Nos últimos anos, a universidade também se juntou com a produtora Proa Cultural, do Recife, para idealizar um festival internacional de música para reverenciar na obra de Naná, com apresentações, workshops e debates. Carneiro Leão ressalta que o projeto foi submetido ao Funcultura, edital do Governo de Pernambuco, mas não foi aprovado. Agora, eles buscam outras parcerias e consideram o uso da Lei Rouanet.
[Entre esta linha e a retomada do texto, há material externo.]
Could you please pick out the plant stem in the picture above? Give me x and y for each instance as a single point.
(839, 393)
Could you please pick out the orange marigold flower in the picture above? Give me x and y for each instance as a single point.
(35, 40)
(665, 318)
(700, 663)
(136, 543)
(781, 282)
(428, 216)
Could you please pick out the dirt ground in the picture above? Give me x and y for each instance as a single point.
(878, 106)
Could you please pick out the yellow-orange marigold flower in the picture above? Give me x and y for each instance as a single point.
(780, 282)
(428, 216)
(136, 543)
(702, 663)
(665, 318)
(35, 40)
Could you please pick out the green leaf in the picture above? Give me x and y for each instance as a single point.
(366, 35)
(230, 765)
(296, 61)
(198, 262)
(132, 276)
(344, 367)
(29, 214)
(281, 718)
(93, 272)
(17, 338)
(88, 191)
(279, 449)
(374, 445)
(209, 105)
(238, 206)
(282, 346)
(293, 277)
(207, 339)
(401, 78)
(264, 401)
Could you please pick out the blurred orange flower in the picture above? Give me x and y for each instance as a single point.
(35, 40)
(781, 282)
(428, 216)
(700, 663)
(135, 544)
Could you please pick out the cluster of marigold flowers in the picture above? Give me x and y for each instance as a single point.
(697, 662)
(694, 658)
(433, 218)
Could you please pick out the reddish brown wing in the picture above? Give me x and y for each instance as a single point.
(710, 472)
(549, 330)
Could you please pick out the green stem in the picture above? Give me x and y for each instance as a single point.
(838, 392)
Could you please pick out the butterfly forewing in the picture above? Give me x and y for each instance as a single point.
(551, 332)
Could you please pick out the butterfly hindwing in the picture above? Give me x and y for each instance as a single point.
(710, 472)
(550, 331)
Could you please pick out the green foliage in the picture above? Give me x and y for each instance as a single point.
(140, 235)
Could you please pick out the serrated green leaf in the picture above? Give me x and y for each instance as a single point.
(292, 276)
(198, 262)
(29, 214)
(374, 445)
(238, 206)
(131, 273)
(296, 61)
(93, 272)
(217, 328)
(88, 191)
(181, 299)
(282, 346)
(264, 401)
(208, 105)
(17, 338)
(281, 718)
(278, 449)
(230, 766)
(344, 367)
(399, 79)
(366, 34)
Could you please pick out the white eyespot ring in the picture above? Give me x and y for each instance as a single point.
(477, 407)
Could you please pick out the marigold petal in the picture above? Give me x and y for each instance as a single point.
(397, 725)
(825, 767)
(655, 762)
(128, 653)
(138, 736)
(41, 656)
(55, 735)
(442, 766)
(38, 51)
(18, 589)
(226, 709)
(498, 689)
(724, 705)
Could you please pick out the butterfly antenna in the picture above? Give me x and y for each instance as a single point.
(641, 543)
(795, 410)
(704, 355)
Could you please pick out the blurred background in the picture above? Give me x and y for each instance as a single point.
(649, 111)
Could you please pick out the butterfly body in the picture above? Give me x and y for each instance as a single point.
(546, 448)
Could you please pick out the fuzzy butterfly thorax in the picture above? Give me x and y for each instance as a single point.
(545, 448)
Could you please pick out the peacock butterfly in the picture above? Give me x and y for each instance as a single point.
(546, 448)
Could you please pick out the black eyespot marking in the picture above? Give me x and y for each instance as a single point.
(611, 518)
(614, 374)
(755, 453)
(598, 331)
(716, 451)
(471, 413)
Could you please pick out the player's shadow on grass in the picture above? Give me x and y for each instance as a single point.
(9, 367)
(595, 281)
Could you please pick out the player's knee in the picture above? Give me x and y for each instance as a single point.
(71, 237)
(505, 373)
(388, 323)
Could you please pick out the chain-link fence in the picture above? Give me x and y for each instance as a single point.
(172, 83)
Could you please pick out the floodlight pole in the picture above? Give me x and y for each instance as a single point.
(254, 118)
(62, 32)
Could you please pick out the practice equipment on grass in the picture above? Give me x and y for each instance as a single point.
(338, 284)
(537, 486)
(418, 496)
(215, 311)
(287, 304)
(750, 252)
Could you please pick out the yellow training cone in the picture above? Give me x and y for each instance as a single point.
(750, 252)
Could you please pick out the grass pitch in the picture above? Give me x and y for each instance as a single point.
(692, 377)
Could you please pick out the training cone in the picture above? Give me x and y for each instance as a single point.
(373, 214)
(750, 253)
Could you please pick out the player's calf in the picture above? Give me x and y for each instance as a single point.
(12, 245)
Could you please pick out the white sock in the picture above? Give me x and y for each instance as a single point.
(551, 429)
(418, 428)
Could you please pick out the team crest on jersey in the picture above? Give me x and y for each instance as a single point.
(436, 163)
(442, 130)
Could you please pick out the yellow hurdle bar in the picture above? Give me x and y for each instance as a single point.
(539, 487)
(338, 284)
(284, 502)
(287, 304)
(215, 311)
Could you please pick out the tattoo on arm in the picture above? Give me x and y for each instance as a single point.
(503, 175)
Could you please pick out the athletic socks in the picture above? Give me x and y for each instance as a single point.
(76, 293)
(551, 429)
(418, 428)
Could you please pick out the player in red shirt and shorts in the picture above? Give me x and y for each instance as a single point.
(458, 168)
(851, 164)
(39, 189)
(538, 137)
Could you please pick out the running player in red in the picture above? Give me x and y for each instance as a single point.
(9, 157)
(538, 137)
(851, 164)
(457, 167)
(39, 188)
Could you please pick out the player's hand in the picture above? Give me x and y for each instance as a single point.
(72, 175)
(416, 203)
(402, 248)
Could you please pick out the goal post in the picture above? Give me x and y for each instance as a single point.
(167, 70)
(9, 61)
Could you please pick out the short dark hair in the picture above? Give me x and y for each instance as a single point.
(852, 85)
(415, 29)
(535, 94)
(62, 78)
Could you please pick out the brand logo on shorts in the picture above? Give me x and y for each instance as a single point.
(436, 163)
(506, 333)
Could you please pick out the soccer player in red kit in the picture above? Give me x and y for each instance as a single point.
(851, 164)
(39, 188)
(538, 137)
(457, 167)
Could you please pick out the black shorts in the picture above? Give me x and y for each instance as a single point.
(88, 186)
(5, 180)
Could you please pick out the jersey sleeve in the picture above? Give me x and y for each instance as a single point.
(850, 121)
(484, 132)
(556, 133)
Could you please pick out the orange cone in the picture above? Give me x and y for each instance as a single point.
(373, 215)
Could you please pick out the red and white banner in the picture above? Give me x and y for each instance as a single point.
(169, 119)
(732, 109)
Um legado multidisciplinar
Atualmente, a UFRPE não tem curso de graduação ou pós-graduação em música, mas a Cátedra utilizará de outros serviços da instituição. "No campo da música, temos coisas ligadas à musicalização. Além da Escola de Música da Rural, que já homenageia Naná, existe um coral com mais de 50 anos, um dos mais antigos entre as universidades brasileiras, regido pelo maestro Ewerton Marinho", explica o pró-reitor de Extensão, Cultura e Cidadania Moises de Melo Santana.
"Também entendemos que a obra dele está para além da questão musical: tem relação com o teatro, com o cinema, com atividades formativas de musicalização. A nossa ideia é explorar esses vários aspectos, buscando, inclusive, outros grupos que existem fora da cidade e do país para discutir o trabalho de Naná", continua.
Moises de Melo Santana ainda compartilha que a pandemia prejudicou os trabalhos da Escola de Música da Rural. "Nós já tínhamos cursos específicos, com alguns instrumentos, para iniciação musical de crianças da periferia. Mas tivemos problema de manter durante a pandemia e agora estamos retomando. Inclusive, estamos refazendo o projeto da escola, assim como o projeto do coral, que teve uma substituição de regente recentemente - saiu Alexandre Avelar e entrou Everton Marinho."
Reconhecimento tardio em Pernambuco
Juvenal de Holanda Vasconcelos (1944-2016) nasceu no Recife e aprendeu a tocar praticamente todos os instrumentos de percussão. Com essas variadas experiências musicais, mudou-se para o Rio de Janeiro e trabalhou com Milton Nascimento. Nos anos 1970, apresentou-se em Nova York e no festival de Montreaux, na Suíça, fixando residência em Paris e depois em Nova York.
O músico fez diversas parcerias, a exemplo de B.B. King, do pianista e compositor Egberto Gismonti, do violinista francês Jean-Luc Ponty e do grupo de rock americano Talking Heads, liderado por David Byrne. Ainda formou o grupo "Codona" com Don Cherry e Colin Walcott. De volta ao Brasil na década de 1980, colabora com Milton Nascimento, Caetano Veloso, Marisa Monte e Mundo Livre S/A, entre outros artistas. Apenas 15 anos antes de sua morte passou a realizar a abertura do Carnaval do Recife. Hoje, uma estátua reverencia o gênio no Marco Zero da capital.